Bogdan Vernescu, vice provost for research, credited talented faculty, institutional efforts to find and develop opportunities, and new facilities for the leap in awards.
“We’ve built infrastructure through our Research Solutions Institute to support research, we know what expertise our researchers have, and we are finding opportunities to go after and support faculty to develop the proposals,” Vernescu says. “The support we provide allows researchers to seek out larger, more complex awards and to work across disciplines on proposals.”
About 240 awards were received during the year ended June 30, supporting work ranging from learning technologies to the development of PracticePoint facilities at the Gateway Park campus.
The biggest funder of awards to WPI during 2020 was the National Science Foundation, which originated about $17.9 million in awards to the university’s researchers, followed by the U.S. Army, the U.S. Department of Energy, the U.S. Department of Education, and the National Institutes of Health.
A team led by Danielle Cote, assistant professor of mechanical engineering, was awarded the largest individual award—$5 million from the U.S. Army—as part of a $25 million contract to develop 3D printing technology for the repair of military vehicles and equipment in the field.

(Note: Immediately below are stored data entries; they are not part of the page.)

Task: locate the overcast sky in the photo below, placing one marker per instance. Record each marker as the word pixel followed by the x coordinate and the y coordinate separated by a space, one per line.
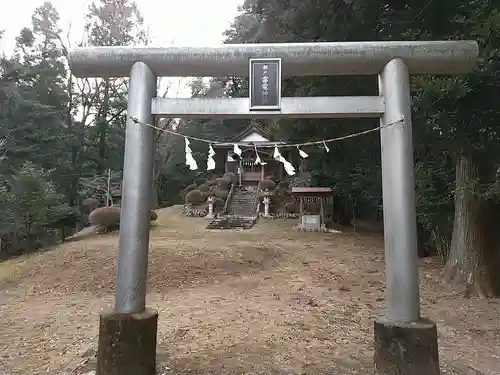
pixel 180 22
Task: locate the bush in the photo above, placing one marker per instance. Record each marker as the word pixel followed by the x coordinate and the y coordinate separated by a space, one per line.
pixel 199 181
pixel 291 208
pixel 212 182
pixel 263 194
pixel 267 184
pixel 223 182
pixel 108 218
pixel 284 185
pixel 221 193
pixel 90 203
pixel 231 176
pixel 204 188
pixel 195 197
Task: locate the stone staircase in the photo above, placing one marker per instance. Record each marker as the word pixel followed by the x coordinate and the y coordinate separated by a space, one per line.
pixel 240 213
pixel 242 203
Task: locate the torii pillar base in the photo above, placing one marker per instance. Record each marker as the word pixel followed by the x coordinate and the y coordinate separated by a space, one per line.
pixel 127 343
pixel 406 348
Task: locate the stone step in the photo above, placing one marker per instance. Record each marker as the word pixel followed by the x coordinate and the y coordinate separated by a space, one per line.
pixel 232 222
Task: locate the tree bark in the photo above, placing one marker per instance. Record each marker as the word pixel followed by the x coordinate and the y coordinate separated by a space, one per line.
pixel 474 245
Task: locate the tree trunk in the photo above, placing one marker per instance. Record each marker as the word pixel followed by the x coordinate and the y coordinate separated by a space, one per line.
pixel 472 259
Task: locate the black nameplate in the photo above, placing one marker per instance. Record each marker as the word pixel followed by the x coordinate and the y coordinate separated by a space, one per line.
pixel 265 84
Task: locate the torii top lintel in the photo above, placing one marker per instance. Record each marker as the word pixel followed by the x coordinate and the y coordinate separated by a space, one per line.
pixel 298 59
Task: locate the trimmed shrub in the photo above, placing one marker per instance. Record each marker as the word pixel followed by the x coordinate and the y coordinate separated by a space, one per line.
pixel 223 182
pixel 221 193
pixel 204 188
pixel 263 194
pixel 291 208
pixel 231 176
pixel 90 203
pixel 199 181
pixel 195 197
pixel 284 185
pixel 212 182
pixel 267 184
pixel 108 218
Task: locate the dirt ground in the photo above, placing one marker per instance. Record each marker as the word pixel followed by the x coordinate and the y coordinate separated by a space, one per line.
pixel 265 300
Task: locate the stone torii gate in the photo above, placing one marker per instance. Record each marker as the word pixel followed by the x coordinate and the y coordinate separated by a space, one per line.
pixel 405 343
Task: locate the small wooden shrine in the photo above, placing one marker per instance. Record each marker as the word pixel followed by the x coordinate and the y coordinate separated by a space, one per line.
pixel 245 167
pixel 312 202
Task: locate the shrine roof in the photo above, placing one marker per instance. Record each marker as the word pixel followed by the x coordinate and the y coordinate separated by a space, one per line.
pixel 252 128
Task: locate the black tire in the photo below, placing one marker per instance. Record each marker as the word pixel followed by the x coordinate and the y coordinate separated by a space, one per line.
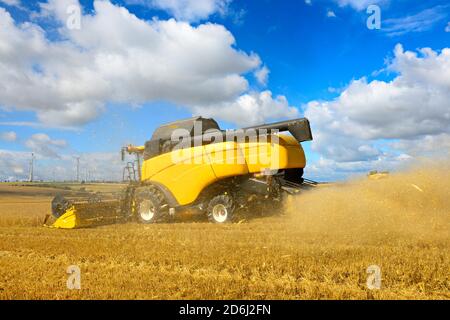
pixel 150 205
pixel 221 209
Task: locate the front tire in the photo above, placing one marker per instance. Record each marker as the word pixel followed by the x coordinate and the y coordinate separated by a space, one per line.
pixel 220 209
pixel 150 205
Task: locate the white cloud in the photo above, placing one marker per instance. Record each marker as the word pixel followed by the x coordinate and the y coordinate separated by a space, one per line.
pixel 419 22
pixel 14 165
pixel 360 4
pixel 116 57
pixel 262 75
pixel 187 10
pixel 9 136
pixel 415 104
pixel 251 109
pixel 11 3
pixel 43 145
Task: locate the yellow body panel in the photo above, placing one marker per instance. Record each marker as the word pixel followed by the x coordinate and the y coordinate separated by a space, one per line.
pixel 185 173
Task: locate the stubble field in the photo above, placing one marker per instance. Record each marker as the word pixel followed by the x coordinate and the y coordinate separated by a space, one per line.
pixel 319 247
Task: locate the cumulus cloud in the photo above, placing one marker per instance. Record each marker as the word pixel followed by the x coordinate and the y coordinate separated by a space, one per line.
pixel 262 75
pixel 98 166
pixel 188 10
pixel 413 108
pixel 9 136
pixel 43 145
pixel 115 57
pixel 331 14
pixel 251 109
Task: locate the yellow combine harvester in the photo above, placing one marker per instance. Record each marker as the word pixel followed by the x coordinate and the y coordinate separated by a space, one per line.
pixel 193 164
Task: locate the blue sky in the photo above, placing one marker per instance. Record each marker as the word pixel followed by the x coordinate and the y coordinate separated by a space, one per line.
pixel 322 58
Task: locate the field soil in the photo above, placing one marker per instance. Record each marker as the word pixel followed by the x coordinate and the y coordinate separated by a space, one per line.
pixel 318 246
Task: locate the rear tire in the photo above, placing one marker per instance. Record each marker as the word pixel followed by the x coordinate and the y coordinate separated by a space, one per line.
pixel 220 209
pixel 150 205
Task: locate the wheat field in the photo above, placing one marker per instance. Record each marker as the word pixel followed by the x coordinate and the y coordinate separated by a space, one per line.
pixel 318 246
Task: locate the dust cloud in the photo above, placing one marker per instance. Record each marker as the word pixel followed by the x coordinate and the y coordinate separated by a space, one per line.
pixel 412 205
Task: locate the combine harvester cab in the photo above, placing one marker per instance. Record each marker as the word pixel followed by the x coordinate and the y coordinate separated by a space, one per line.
pixel 193 164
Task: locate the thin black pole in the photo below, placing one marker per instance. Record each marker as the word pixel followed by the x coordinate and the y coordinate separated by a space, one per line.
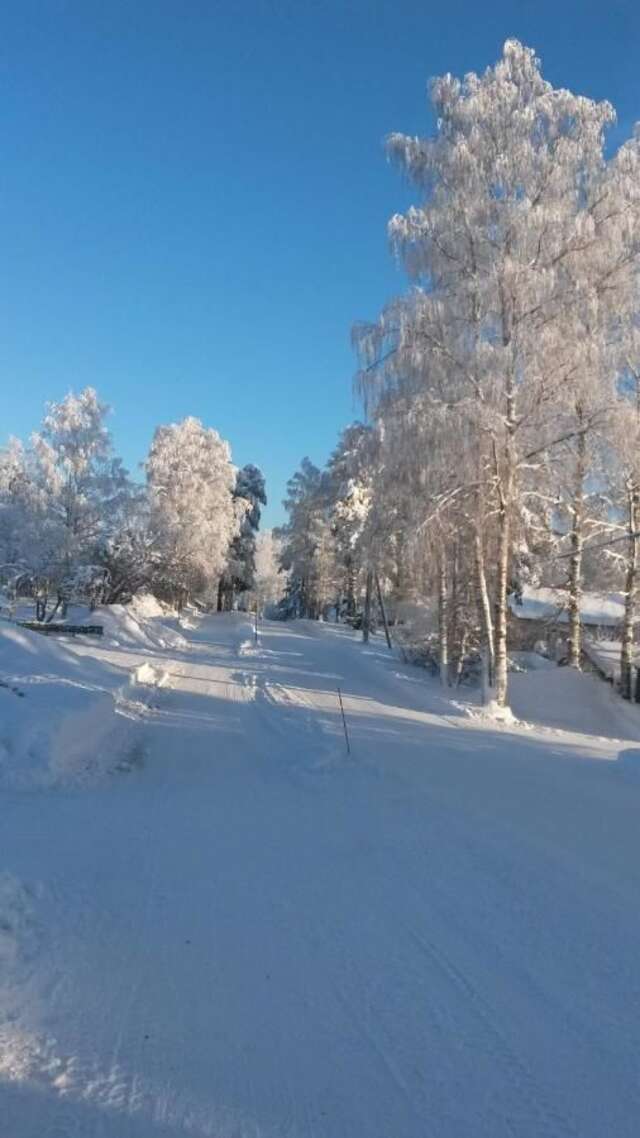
pixel 344 723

Neil Heffernan, William Smith Dean’s Professor of Computer Science and director of the Learning Sciences and Technologies Program at WPI, received the largest initial award of $4.98 million from the U.S. Department of Education to scale and expand ASSISTments, an online teaching and learning tool. The total award for the five- year project is expected to reach nearly $8 million.

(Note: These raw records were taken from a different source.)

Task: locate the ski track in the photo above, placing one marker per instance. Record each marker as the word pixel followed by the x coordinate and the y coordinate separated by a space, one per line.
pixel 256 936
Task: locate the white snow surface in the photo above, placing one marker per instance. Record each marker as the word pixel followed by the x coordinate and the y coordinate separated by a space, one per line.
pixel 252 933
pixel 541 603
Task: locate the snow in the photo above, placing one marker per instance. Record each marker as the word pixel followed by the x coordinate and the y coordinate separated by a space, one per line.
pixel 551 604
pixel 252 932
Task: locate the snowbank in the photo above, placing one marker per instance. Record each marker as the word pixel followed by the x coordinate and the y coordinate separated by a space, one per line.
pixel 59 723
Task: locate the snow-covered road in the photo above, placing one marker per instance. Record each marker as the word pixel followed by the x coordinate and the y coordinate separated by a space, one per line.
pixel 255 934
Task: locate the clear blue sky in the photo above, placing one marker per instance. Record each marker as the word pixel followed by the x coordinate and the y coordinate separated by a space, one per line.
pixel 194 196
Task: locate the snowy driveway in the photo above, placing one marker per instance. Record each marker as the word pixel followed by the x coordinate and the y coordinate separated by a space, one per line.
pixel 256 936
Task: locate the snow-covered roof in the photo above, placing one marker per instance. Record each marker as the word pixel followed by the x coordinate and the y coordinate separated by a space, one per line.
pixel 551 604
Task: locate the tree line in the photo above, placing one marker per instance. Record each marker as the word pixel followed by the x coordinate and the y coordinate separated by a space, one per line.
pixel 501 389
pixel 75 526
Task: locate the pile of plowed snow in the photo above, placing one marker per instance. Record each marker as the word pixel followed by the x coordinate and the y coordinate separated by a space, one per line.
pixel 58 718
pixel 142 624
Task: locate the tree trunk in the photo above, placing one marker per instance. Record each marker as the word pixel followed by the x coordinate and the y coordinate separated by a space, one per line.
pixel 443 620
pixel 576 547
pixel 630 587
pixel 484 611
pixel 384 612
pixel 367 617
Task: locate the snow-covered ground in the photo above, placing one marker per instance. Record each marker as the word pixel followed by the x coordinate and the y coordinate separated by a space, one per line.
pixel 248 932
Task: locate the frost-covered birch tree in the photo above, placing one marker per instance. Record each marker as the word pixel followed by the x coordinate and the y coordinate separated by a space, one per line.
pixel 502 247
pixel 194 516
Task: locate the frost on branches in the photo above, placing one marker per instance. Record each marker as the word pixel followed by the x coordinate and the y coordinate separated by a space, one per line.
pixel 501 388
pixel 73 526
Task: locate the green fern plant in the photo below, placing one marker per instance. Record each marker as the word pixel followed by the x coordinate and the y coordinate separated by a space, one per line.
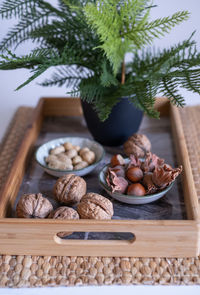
pixel 87 41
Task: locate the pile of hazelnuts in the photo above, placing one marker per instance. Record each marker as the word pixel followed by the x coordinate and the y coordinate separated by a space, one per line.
pixel 131 177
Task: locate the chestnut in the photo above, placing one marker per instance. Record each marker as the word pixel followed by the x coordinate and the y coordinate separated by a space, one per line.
pixel 136 189
pixel 134 174
pixel 117 160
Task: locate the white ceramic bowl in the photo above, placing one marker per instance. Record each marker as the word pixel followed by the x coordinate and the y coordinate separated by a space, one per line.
pixel 43 151
pixel 129 199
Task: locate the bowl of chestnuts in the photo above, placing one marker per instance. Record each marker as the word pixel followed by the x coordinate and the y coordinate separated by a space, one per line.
pixel 136 180
pixel 66 155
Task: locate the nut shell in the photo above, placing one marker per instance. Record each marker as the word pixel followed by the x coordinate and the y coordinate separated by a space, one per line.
pixel 117 160
pixel 33 206
pixel 64 213
pixel 136 189
pixel 57 150
pixel 88 157
pixel 80 165
pixel 83 150
pixel 68 146
pixel 71 153
pixel 95 206
pixel 138 145
pixel 69 189
pixel 134 174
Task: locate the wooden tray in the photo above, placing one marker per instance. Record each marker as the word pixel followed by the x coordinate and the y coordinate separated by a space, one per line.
pixel 152 238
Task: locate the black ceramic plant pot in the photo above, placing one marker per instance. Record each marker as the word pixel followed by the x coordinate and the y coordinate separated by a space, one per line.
pixel 123 121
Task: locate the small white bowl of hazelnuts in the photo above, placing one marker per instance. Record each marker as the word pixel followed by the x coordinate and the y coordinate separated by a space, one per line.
pixel 138 181
pixel 66 155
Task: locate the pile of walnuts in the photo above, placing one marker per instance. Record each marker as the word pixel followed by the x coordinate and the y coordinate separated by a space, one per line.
pixel 68 190
pixel 70 157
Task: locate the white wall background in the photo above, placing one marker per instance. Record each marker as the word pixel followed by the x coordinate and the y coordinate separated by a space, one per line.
pixel 29 95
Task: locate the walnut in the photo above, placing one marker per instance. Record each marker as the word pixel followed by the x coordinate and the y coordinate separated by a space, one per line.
pixel 69 189
pixel 88 156
pixel 57 150
pixel 95 206
pixel 64 213
pixel 138 145
pixel 33 206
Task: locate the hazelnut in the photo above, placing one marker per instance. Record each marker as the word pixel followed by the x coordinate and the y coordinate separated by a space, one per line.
pixel 119 171
pixel 80 165
pixel 89 157
pixel 71 153
pixel 136 189
pixel 60 165
pixel 76 160
pixel 64 213
pixel 95 206
pixel 77 148
pixel 64 158
pixel 117 160
pixel 33 206
pixel 51 158
pixel 134 174
pixel 138 145
pixel 57 150
pixel 68 146
pixel 83 150
pixel 69 189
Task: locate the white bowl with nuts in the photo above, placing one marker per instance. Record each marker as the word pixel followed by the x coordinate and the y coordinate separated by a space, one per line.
pixel 66 155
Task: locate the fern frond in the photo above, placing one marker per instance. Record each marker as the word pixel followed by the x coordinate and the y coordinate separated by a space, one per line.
pixel 68 76
pixel 143 35
pixel 22 29
pixel 123 25
pixel 16 8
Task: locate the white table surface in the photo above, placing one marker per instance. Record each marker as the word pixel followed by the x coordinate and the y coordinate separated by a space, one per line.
pixel 10 100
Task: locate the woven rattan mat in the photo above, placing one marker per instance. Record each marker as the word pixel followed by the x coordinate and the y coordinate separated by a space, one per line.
pixel 32 271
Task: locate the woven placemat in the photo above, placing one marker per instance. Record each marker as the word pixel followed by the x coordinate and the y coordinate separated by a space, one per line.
pixel 34 271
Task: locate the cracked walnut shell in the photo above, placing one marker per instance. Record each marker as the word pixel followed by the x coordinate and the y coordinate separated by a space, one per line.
pixel 95 206
pixel 138 145
pixel 69 189
pixel 64 213
pixel 33 206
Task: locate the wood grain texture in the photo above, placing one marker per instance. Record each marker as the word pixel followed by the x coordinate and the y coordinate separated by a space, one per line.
pixel 153 238
pixel 14 179
pixel 190 195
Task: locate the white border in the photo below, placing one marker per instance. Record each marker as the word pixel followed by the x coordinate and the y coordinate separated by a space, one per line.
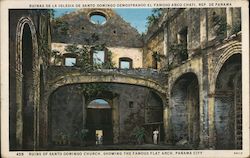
pixel 30 4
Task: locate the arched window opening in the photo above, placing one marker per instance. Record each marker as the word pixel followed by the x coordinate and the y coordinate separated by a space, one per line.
pixel 125 63
pixel 228 105
pixel 99 104
pixel 185 114
pixel 98 18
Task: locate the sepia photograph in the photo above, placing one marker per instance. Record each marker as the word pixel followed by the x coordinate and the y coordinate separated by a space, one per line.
pixel 125 80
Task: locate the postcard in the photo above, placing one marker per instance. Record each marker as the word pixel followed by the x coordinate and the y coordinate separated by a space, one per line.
pixel 124 78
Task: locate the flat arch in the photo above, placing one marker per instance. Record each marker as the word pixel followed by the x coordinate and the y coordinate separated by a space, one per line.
pixel 227 53
pixel 185 109
pixel 228 104
pixel 26 23
pixel 74 78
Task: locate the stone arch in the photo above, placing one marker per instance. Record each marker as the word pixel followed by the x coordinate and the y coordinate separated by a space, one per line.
pixel 185 109
pixel 78 78
pixel 227 53
pixel 228 104
pixel 100 119
pixel 26 26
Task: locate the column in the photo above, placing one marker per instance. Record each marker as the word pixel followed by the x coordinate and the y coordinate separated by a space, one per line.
pixel 115 120
pixel 84 112
pixel 203 28
pixel 166 124
pixel 229 12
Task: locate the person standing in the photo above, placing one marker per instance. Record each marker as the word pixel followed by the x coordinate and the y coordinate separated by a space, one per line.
pixel 155 136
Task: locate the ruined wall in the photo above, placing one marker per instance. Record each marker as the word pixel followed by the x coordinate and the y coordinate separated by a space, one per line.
pixel 67 112
pixel 153 45
pixel 117 52
pixel 114 33
pixel 37 22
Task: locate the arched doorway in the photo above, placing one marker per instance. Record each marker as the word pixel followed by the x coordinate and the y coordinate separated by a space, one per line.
pixel 185 116
pixel 99 122
pixel 154 117
pixel 228 105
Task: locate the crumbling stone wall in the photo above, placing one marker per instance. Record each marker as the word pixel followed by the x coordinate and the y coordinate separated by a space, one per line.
pixel 67 110
pixel 154 45
pixel 114 33
pixel 37 23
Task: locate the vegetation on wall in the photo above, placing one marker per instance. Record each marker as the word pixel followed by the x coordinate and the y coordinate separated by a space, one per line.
pixel 84 53
pixel 61 26
pixel 158 57
pixel 179 51
pixel 154 17
pixel 220 26
pixel 236 28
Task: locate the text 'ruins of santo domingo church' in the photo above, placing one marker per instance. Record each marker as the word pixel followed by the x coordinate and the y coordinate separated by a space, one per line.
pixel 80 83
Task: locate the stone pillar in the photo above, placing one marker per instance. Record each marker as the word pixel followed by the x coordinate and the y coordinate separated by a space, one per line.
pixel 165 44
pixel 84 112
pixel 116 120
pixel 19 118
pixel 229 12
pixel 203 28
pixel 212 135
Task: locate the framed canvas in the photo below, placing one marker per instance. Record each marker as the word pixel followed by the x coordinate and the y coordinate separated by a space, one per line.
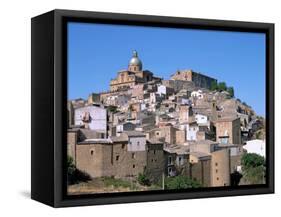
pixel 133 108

The amount of research money a university brings in matters because it can support work that bolsters reputation and attracts more students. At WPI, it also helps to financially support more than 150 graduate students, research scientists, and research engineers. In FY 2020, research expenditures on grants exceeded $31 million.
In addition, research funding opens opportunities in the labs, which benefit students by preparing them for the workforce, Vernescu says.
“If we have faculty and infrastructure that is at the cutting edge of technology and science,” he says, “we can train our students for the best jobs.”